All existing tests are passing with this implementation.

ksinas commented 2 years ago

I wouldn't change it to setTimeout. You could just always stop the computation on the start of the useEffect.

That's the same solution I proposed earlier. Will we see it in the next version? Then I can throw away my fork

CaptainN commented 2 years ago

I'll get it in

CaptainN commented 2 years ago

This kind of opens the door for reusing that computation... I need to think about that.

Can you try this out and verify that it's working?

mfen commented 2 years ago

Some light testing shows this working for us, no double subscription or extra changed messages. :+1:

CaptainN commented 2 years ago

@mfen I've committed this to the useFind branch, which currently represents the next release branch (2.4). So this will be in the next release.

Also, I can't reuse the initial computation as it turns out. The two have differing requirements. Not a big deal, but wanted to close that door.

fumbleforce commented 2 years ago

I cloned the latest beta as I have been experiencing the same issue of sub-unsub-sub, and the latest PR does not seem to fix it for me unfortunately.

We originally wrote our code wtih withTracker, and had the issue, so we tried to switch to useTracker, but had the same issue.

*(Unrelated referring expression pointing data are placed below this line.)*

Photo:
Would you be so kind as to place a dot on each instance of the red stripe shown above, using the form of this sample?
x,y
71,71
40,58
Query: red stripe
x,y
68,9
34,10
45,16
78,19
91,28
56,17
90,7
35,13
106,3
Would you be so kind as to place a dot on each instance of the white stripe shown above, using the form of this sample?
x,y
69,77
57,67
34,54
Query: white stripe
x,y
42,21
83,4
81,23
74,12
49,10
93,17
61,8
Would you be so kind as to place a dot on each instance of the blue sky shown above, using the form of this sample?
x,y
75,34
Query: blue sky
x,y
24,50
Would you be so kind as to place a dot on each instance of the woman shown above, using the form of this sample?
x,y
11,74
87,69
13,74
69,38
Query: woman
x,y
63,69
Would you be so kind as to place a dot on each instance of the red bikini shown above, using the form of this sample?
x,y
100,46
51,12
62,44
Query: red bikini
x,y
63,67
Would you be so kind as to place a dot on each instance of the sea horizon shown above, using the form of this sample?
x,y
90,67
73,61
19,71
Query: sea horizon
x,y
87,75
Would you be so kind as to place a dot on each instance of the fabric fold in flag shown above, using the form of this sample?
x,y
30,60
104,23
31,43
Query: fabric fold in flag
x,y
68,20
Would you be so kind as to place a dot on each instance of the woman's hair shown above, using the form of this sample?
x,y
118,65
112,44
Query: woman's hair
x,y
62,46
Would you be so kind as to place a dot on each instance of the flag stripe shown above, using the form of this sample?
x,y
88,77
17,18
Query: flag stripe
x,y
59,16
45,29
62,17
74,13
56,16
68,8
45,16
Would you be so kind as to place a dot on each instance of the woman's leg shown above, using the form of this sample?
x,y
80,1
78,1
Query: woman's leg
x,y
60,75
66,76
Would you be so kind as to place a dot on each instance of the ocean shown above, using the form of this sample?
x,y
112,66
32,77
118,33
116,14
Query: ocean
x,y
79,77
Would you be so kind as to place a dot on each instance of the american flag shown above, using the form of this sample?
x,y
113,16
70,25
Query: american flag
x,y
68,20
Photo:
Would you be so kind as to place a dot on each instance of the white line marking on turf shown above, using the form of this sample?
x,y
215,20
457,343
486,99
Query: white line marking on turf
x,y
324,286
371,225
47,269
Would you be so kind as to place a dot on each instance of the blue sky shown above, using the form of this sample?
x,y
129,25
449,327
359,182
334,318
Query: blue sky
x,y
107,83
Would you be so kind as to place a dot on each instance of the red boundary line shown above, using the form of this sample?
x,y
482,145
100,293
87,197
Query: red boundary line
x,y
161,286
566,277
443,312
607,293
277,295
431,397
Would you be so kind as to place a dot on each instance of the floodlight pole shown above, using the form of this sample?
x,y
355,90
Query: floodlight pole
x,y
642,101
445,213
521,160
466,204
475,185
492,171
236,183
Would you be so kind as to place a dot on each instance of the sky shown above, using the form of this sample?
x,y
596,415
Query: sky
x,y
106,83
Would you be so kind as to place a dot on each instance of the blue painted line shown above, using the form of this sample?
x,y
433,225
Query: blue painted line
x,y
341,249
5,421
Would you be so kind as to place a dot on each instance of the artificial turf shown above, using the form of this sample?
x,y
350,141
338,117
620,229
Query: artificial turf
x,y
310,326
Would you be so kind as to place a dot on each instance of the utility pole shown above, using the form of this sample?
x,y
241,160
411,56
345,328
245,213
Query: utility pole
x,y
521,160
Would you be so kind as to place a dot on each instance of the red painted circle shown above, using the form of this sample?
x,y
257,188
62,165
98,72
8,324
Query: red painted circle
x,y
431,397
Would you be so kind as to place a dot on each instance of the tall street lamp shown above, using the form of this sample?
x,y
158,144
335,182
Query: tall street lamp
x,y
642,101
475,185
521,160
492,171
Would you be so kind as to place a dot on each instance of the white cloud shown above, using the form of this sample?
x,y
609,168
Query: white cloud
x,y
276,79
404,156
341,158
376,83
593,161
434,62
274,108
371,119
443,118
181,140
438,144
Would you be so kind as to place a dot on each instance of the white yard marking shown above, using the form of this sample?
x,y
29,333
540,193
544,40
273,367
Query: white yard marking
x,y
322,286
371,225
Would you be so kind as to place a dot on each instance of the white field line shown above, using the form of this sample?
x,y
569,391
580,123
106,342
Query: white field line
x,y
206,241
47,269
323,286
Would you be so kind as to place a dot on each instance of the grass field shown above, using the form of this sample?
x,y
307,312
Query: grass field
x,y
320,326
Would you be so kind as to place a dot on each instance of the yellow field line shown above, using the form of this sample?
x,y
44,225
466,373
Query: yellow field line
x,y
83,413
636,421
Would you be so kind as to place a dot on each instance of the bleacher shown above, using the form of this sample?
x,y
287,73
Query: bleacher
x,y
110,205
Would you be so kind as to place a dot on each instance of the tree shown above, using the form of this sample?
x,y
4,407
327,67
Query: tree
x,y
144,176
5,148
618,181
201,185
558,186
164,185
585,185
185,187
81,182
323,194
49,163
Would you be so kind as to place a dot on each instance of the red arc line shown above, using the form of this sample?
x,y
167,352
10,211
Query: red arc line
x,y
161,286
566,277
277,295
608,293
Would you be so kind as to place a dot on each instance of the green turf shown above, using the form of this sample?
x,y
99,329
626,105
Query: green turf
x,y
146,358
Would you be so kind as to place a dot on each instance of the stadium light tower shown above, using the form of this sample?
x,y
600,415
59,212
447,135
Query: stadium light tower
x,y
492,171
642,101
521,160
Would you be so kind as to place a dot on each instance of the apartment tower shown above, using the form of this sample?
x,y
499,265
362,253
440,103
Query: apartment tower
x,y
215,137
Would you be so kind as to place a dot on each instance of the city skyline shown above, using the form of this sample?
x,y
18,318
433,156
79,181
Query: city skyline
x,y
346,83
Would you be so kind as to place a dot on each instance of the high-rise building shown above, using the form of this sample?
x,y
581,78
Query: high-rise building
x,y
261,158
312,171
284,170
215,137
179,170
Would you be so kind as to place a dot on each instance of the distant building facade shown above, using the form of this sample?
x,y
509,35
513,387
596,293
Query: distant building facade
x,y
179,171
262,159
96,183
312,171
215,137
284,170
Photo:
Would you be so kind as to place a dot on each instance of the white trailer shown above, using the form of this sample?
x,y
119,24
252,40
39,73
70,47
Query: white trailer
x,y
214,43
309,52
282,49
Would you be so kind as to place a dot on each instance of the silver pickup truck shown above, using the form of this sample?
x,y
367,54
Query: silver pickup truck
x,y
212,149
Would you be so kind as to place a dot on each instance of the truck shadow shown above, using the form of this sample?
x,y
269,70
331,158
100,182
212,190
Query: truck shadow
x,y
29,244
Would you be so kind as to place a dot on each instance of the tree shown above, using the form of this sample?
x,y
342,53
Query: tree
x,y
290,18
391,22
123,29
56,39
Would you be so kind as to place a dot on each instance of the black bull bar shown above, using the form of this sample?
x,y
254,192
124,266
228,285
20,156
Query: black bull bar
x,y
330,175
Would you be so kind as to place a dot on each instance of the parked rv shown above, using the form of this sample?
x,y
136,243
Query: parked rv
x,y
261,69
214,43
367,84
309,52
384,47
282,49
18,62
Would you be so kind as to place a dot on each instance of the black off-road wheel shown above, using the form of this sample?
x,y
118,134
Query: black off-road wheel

Going back to the old code and using the ancient 0.2.x version of withTracker, replacing the deprecated hooks with their UNSAFE equivalents, works like a charm, and we have no unnecessary unsubs.

Reproduction here, just the simple initial react starter with a publish. The problem only appears at initial load, reloads after changes does not trigger the issue. https://github.com/jorgeer/react-meteor-data-double-sub

CaptainN commented 2 years ago

An update: This was resolved in the specific reported case by supplying deps to useTracker - however, this issue may expose a real bug that should be investigated with the "depsless" implementation of useTracker.

(The above linked repo does provide a reproduction.)

CaptainN commented 2 years ago

Is this still an issue with the latest version? It may have been addressed in the fixes for React 18

henriquealbert commented 2 years ago

Any updates on this one @CaptainN, or can we close it?

CaptainN commented 2 years ago

I think we are waiting on word from @ksinas ? I think this is fixed though.